Родная сестра знаменитой Дашковой, Елизавета Романовна, была открытой любовницей великого князя. Он думал, что Салтыков и Понятовский, эти счастливые предшественники Орловых, Васильчиковых, Новосильцевых, Потемкиных, Ланских, Ермоловых, Корсаковых, Зоричей, Завадовских, Мамоновых, Зубовых и целой шеренги плечистых virorum obscurorum, — дали ему право не слишком скупиться на свое сердце и вовсе не скрывать своих предпочтений.

Отношения Петра к его жене уже были давно таковы, что при первом представлении Дашковой, он ей в присутствии Екатерины сказал: «позвольте надеяться, что вы нам подарите не меньше времени, чем великой княгине».

С своей стороны порывистая Дашкова и не думала скрывать своего предпочтения к Екатерине. Великий князь заметил это и спустя несколько дней отвел раз Дашкову в сторону и сказал ей «с простотой своей головы и с добротой своего сердца» — как передает Дашкова: — «Помните что безопаснее иметь дело с честными простяками, как ваша сестра и я, чем с большими умами, которые выжмут из вас сок до капли, а потом как апельсинную корку выбросят за окно». При этом он разумеется намекал на отношения Дашковой к Екатерине, пред которой графиня решительно благоговела и которую обожала она, как пансионерки обожают своих старших воспитанниц.
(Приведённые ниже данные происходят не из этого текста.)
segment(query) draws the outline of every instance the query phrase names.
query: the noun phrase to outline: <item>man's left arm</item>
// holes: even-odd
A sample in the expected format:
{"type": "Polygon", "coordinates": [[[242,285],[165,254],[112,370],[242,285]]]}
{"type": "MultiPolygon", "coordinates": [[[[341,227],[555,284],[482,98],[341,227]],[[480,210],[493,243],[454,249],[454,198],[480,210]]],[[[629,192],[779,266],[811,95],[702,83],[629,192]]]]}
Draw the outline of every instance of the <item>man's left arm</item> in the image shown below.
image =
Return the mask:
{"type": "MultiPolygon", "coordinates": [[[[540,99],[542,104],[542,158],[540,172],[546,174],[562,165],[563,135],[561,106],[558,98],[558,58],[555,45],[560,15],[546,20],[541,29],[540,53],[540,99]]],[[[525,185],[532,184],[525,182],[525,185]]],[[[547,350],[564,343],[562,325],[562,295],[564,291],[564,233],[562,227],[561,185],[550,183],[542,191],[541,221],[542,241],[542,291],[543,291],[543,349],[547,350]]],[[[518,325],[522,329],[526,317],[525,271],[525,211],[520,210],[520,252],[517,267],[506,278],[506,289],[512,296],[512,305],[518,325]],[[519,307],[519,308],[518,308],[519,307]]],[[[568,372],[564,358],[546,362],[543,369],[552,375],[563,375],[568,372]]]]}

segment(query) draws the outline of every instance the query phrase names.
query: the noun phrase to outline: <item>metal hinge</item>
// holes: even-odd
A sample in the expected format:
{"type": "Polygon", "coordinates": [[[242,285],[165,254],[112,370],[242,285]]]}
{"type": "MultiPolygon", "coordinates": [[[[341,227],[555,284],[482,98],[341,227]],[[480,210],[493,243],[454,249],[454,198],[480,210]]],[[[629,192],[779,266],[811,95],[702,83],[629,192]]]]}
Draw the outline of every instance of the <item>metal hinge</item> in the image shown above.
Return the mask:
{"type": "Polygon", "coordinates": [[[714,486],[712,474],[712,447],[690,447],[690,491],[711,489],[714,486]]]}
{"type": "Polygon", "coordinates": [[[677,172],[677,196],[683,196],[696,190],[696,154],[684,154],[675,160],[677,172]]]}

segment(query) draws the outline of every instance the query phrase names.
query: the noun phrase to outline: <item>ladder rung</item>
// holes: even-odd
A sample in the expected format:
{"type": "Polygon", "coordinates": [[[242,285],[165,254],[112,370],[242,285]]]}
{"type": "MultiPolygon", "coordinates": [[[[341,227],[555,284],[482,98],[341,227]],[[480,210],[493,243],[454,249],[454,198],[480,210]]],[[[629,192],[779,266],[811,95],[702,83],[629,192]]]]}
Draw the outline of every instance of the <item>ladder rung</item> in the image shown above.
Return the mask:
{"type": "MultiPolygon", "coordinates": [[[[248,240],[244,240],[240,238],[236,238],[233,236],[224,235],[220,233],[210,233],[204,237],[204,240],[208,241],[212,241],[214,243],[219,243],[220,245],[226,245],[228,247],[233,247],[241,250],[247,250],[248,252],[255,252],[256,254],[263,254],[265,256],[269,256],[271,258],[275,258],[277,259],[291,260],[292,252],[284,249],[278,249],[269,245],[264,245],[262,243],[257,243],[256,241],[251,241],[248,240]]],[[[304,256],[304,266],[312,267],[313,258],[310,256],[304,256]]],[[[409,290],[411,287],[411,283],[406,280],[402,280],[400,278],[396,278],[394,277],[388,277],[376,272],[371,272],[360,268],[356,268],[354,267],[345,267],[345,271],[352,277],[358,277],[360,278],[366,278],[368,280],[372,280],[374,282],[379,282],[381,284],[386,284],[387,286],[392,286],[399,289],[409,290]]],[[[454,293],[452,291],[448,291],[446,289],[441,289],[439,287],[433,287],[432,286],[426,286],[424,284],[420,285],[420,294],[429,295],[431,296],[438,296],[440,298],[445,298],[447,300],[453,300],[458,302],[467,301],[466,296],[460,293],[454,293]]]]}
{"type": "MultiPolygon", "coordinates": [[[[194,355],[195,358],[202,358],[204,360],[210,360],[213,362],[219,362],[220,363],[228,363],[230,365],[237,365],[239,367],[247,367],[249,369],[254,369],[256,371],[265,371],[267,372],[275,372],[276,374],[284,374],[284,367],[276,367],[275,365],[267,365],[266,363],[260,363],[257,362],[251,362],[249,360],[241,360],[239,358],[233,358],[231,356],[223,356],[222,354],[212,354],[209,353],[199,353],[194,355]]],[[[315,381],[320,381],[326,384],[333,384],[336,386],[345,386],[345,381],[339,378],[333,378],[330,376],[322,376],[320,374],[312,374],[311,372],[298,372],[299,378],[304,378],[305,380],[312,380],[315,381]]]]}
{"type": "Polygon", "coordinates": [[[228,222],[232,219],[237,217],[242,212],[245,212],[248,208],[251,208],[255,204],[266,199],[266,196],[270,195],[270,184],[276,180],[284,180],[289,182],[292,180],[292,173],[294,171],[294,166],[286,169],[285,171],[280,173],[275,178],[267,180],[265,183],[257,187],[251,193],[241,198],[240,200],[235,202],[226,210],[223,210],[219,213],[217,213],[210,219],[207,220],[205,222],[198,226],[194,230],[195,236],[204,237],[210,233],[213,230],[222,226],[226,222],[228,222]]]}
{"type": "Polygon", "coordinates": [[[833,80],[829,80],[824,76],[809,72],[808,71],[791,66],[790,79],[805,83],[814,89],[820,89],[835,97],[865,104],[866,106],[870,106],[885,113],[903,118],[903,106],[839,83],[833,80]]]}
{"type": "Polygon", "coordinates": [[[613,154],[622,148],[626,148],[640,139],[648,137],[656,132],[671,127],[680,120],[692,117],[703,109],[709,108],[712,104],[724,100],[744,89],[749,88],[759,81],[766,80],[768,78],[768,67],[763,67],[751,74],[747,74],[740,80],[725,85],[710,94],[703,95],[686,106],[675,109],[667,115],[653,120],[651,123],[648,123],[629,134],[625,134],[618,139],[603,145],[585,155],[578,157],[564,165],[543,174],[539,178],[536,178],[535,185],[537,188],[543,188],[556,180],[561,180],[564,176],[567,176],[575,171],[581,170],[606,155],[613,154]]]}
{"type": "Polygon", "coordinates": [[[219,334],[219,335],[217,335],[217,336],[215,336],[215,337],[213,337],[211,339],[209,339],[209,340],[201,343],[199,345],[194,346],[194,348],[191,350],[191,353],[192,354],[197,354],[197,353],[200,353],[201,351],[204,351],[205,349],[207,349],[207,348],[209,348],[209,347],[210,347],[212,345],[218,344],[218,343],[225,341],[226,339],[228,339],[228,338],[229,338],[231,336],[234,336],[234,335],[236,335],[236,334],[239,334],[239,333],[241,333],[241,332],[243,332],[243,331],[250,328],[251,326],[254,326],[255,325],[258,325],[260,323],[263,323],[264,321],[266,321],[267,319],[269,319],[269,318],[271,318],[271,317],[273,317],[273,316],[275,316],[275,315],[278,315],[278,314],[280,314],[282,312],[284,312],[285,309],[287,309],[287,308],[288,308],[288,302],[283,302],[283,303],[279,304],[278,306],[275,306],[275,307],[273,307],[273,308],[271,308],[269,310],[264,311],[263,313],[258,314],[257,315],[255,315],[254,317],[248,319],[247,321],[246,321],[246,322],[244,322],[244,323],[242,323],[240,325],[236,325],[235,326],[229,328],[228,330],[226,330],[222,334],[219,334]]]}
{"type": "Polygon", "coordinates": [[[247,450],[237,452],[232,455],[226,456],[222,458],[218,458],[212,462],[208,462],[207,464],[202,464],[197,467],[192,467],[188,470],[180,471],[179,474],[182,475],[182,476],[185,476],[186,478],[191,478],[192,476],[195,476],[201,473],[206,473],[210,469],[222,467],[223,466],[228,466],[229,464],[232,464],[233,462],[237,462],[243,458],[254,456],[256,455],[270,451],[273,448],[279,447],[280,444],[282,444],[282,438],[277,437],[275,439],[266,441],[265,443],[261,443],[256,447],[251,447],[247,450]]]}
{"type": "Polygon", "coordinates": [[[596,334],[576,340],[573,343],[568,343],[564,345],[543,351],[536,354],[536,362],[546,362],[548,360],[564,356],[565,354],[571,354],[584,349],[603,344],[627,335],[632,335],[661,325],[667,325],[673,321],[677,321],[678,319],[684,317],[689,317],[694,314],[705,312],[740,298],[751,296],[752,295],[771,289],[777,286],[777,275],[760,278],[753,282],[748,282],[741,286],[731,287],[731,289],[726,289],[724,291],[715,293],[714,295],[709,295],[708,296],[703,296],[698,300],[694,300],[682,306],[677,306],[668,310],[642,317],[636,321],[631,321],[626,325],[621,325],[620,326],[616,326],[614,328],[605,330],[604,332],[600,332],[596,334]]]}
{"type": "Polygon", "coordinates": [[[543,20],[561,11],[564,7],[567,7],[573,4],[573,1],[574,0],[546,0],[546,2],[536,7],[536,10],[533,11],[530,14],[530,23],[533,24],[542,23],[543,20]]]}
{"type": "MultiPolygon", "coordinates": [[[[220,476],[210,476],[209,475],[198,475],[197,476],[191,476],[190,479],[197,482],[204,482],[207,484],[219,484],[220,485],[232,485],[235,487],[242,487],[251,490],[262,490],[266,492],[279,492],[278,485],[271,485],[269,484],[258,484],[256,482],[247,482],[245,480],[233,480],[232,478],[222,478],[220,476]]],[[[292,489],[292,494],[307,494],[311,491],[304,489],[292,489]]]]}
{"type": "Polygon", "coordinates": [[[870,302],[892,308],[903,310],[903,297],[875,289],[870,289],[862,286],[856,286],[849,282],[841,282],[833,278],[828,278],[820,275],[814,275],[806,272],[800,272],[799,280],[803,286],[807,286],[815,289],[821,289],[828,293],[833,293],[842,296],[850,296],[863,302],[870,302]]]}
На слова Петра заметила «бесстрашная» графиня, что императрица настоятельно изъявила свое желание, чтобы все оказывали одинаковым образом уважение как к его высочеству, так равно и к великой княгине.

Петра, Дашкова, несмотря на то, что он был её крестным отцом, ненавидела, но тем не менее ей было необходимо являться как и многим другим на его картежные попойки. Характер всех этих праздников быль немецки-казарменный, грубый и пьяный. Петр, окруженный своими гольштинскими генералами (в действительности, как передают Дашкова и др. — капралами и сержантами прусской службы, детьми немецких мастеровых, которых родители не знали куда деть за беспутство и отдали в солдаты), не выпуская вонючей трубки изо рта, напивался иногда до того, что лакеи его выносили на руках.

Как-то раз за ужином при великой княгине и многочисленных гостях зашла речь о сержанте гвардии Челищеве и о предполагаемой связи, которую он имел с графиней Гендриковой, племянницей императрицы, и великий князь, уже «зело» опьяневший, заметил, что Челищеву следовало бы отрубить голову для примера другим офицерам, чтоб они не заводили шашней с царскими родственницами. Гольштинские сикофанты изъявляли всевозможными знаками свое одобрение и сочувствие, Дашкова же не могла выдержать, чтоб не заметить, что ей кажется очень бесчеловечным казнить за такое неважное преступление.